Anaphoric Procs
Published .
Tags: computer-science, ruby
If you write a fair amount of Ruby, I’ll bet you use Symbol#to_proc all the time. If you want to reverse every string in an array, for example, you probably do something like:
["foo", "bar", "baz"].map(&:reverse) # => ["oof", "rab", "zab"]
This works because there’s a unary function & in Ruby which is syntactic sugar for #to_proc, so &:reverse is equivalent to :reverse.to_proc.
Now, suppose you want to reverse and upcase every string in an array. You could chain two maps, which in practice is what I usually do:
["foo", "bar", "baz"].map(&:reverse).map(&:upcase) # => ["OOF", "RAB", "ZAB"]
You could also fall back on block syntax:
["foo", "bar", "baz"].map { |x| x.reverse.upcase } # => ["OOF", "RAB", "ZAB"]
I don’t really like either one of these. The first requires looping twice over the same structure, and block syntax means introducing a dummy variable x. It would be nice if we had the advantages of both.
Luckily, we can build a solution. Ruby’s no Lisp, but metaprogramming still gives us quite a lot of leverage to introduce new constructs. First, though, we should talk about anaphora.
Anaphora are a concept that’s been borrowed from linguistics. It literally means “carrying back,” like when a phrase is repeated over and over for emphasis. In programming languages, though, anaphora are expressions that refer back to an object that was previously mentioned; they’re like using a pronoun like “it,” as in, “He hit the ball and knocked it out of the park.”
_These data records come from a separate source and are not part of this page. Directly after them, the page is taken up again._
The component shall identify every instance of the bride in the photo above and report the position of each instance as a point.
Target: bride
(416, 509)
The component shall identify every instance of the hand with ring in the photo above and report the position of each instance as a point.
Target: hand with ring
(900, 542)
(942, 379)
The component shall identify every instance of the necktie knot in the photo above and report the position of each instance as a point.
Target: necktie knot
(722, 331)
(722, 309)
Let’s introduce that concept to Ruby!
class Anaphora def initialize(proc = -> (x) { x }) @proc = proc end def to_proc @proc end def method_missing(*args) Anaphora.new(-> (x) { to_proc.call(x).send(*args) }) end end class Object def _ Anaphora.new end end
And trying it out:
["foo", "bar"].map(&_.upcase.reverse) # => ["OOF", "RAB"]
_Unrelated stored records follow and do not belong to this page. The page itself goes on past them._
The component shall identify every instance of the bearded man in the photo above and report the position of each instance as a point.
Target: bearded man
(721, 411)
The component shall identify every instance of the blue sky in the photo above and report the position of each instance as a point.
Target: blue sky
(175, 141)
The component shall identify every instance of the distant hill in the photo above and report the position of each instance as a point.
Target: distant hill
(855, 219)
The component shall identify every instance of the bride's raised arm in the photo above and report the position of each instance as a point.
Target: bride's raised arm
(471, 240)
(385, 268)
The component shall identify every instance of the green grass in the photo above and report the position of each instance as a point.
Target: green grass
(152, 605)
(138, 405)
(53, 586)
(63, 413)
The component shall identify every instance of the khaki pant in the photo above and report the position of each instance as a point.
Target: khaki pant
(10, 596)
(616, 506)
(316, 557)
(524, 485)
OK, wait, what did we do there? Let’s skip the Anaphora class for the moment and examine the effects first.
First, notice that Object#_ has been monkey-patched to return a new instance of Anaphora. Since Object is nigh-universally available, we can now call _ just about anywhere in our code to get a new Anaphora object.
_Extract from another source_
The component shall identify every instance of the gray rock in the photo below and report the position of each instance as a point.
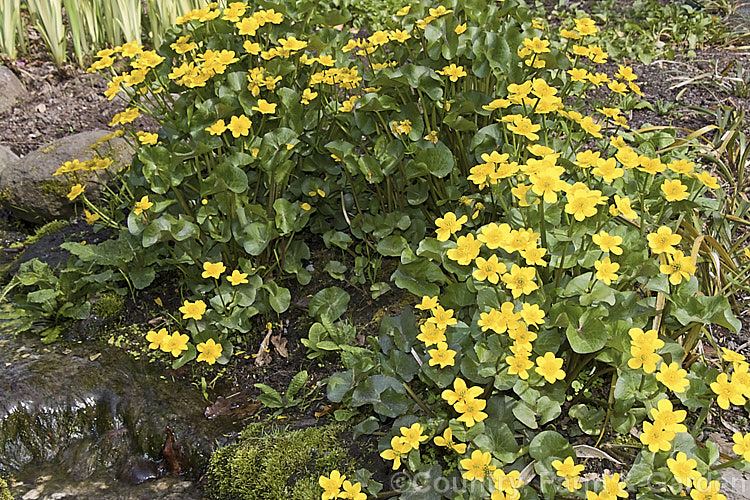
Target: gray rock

In the argument to map in the last example, we called _ to create a new Anaphora instance, called upcase on it, called reverse on the result of upcase, and finally applied & to the whole thing, which is just the same as calling to_proc.
I’d never introduce this to any codebase that someone other than me had to maintain (and probably not even that!) but it’s a fun example of what a flexible little language Ruby is!